First, they identified the cells that are capable of initiating the formation of the entire neural scaffold. A single posterior neuron prefigures the main course of the ventral nerve cord (VNC), while in the anterior region, the brain is initiated by a single apical neuron and a pair of sensory cells link all the ciliated prototroch cells.

Next, they did a detailed neural gene expression analysis at short time intervals. This allowed them to capture the transient and dynamic nature of proneural gene expression, which revealed an anterior and posterior development of neural progenitors. They propose that an anterior and posterior origin of the nervous system is ancestral in annelids.

Due to its distinct morphology and location, the Hausen group could track the development of the VNC pioneer neuron. They found that it is specified at an early stage by the dynamic and transient expression of multiple proneural genes. By cell-lineage study, they also identified that the VNC pioneer neuron originates from the 2d (2d221) blastomere. This not only provides a basis for further cell-lineage studies within annelids and lophotrochozoans but also provides insights into nervous system development and evolution.

With debates on nervous system evolution still ongoing, comparative studies at the level of pioneer neurons could be another aspect to help resolve this enigma.

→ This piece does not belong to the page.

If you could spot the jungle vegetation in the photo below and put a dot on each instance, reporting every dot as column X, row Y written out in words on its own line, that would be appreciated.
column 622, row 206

We interviewed the first author of this paper, Suman Kumar:

- Can you say something about your educational and scientific background and what interested you about working in the Sars Centre?

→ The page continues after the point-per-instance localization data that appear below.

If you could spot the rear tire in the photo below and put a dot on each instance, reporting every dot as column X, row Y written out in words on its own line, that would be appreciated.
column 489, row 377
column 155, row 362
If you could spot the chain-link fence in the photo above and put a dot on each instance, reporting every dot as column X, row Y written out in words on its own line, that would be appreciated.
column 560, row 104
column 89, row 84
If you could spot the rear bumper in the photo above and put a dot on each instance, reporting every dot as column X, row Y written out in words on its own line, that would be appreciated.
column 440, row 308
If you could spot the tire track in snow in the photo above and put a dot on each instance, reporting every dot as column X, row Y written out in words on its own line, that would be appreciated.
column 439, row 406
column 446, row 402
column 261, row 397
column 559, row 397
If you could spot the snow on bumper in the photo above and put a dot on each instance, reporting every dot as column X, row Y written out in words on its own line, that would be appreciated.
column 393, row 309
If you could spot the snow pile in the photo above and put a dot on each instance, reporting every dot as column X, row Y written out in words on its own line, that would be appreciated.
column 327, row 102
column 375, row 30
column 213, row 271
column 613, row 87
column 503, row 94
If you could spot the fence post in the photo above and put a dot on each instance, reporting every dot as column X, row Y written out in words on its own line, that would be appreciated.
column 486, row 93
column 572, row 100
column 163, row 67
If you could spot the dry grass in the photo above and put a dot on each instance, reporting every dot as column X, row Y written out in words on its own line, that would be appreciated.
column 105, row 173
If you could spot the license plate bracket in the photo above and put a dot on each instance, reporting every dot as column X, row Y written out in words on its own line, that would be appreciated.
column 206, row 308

I did my master’s studies in Genetics at the University of Helsinki. During that time, I became interested in neurogenetics and neural development. I did my thesis work on a similar topic where I studied the diversity of GABAergic neurons in the vertebrate brainstem. 

Then I started to look for PhD opportunities in nervous system development, during which I stumbled upon the Marie Curie PhD position at the Sars centre, which seemed very attractive. The project was also part of a lab network from all over Europe, so I felt it would also be a perfect opportunity to learn about animal diversity and evolution.

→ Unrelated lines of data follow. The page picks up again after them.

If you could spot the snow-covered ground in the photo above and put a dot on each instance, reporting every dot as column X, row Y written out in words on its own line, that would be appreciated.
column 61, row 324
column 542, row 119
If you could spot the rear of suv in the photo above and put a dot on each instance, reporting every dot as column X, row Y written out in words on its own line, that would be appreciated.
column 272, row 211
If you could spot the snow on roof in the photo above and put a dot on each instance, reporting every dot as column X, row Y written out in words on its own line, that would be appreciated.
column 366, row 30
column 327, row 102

- In a short time, your group has published two papers, where you are first- and shared first author. Are these papers related to each other in some way?

The other paper is about a newly described opsin type called xenopsin, which, along with the well-known c-opsins and r-opsins, seems to have an important role in animal vision (particularly in protostomes). Although the two papers are not entirely related, it does provide insights on how flexible cell types can be, which is an important aspect to consider for comparative studies on cell type evolution.   

- What type of research would you like to do during your first postdoc and in the long term future if you decide to stay in science ?

I would like to work on neuronal regulation and function. I hope that after my postdoc work, I will be able to pursue my own research projects. 

- What are your main interests outside science?

I love music, and like to explore different music genres. I also enjoy reading classic detective novels. Other than that, I like cooking and baking and, of course, hiking (it’s Bergen!)